As we want to separately inspect the model accuracy for each class, we write a function that creates a PyTorch DataLoader returning only the samples of a selected class.

from torch.utils.data import SubsetRandomSampler


def get_class_loader(label):
    test_targets = [test_dataset.dataset.targets[i] for i in test_dataset.indices]
    idxs = [i for i, y in enumerate(test_targets) if y == label]
    test_loader = DataLoader(test_dataset, batch_size=64, shuffle=False, sampler=SubsetRandomSampler(idxs))
    return test_loader

We will now train the model on both clean and poisoned data, and evaluate it on the test dataset.
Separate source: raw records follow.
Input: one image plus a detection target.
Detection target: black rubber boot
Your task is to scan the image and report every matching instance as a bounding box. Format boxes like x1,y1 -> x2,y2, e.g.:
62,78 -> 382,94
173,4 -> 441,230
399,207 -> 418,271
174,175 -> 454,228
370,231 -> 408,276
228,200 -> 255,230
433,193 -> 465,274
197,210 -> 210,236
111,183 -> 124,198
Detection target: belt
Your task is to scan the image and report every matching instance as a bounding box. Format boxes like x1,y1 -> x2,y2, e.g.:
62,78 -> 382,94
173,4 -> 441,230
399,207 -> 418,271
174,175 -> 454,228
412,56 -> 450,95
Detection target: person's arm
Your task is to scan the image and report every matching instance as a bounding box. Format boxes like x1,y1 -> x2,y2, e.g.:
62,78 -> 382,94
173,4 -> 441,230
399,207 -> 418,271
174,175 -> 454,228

We print the total accuracy, the class accuracies, and the attack success rate for classes 0 and 1, i.e., the ratio of class 0 samples misclassified as 1 and vice versa.

for k, data_loader in {
    "normal": training_data_loader,
    "poisoned": poisoned_data_loader,
}.items():
    net = torch.hub.load("maurapintor/mnist_examples", "mnist_model")
    net.to(device)
    optimizer = Adam(lr=1e-3, params=net.parameters())
    trainer = BasePyTorchTrainer(optimizer, epochs=1)
    model = BasePyTorchClassifier(net, trainer=trainer)
    model.train(data_loader)
    accuracy = Accuracy()(model, test_data_loader)
    print(f"test accuracy on {k} data: {accuracy.item():.3f}")
    for i in range(10):
        class_test_loader = get_class_loader(i)
        accuracy = Accuracy()(model, class_test_loader)
        print(f"    test accuracy (class {i} only): {accuracy.item():.3f}")
        if i == 0 or i == 1:
            asr = AttackSuccessRate(y_target=0 if i==1 else 1)(model, class_test_loader)
            print(f"        asr on class {i}: {asr}")
test accuracy on normal data: 0.724
    test accuracy (class 0 only): 0.871
        asr on class 0: 0.0941176488995552
    test accuracy (class 1 only): 1.000
        asr on class 1: 0.0
    test accuracy (class 2 only): 0.767
    test accuracy (class 3 only): 0.374
    test accuracy (class 4 only): 0.600
    test accuracy (class 5 only): 0.736
    test accuracy (class 6 only): 0.897
    test accuracy (class 7 only): 0.596
    test accuracy (class 8 only): 0.764
    test accuracy (class 9 only): 0.660
test accuracy on poisoned data: 0.816
    test accuracy (class 0 only): 0.035
        asr on class 0: 0.8941176533699036
    test accuracy (class 1 only): 0.873
        asr on class 1: 0.0793650820851326
    test accuracy (class 2 only): 0.879
    test accuracy (class 3 only): 0.860
    test accuracy (class 4 only): 0.727
    test accuracy (class 5 only): 0.954
    test accuracy (class 6 only): 0.885
    test accuracy (class 7 only): 0.939
    test accuracy (class 8 only): 0.876
    test accuracy (class 9 only): 0.957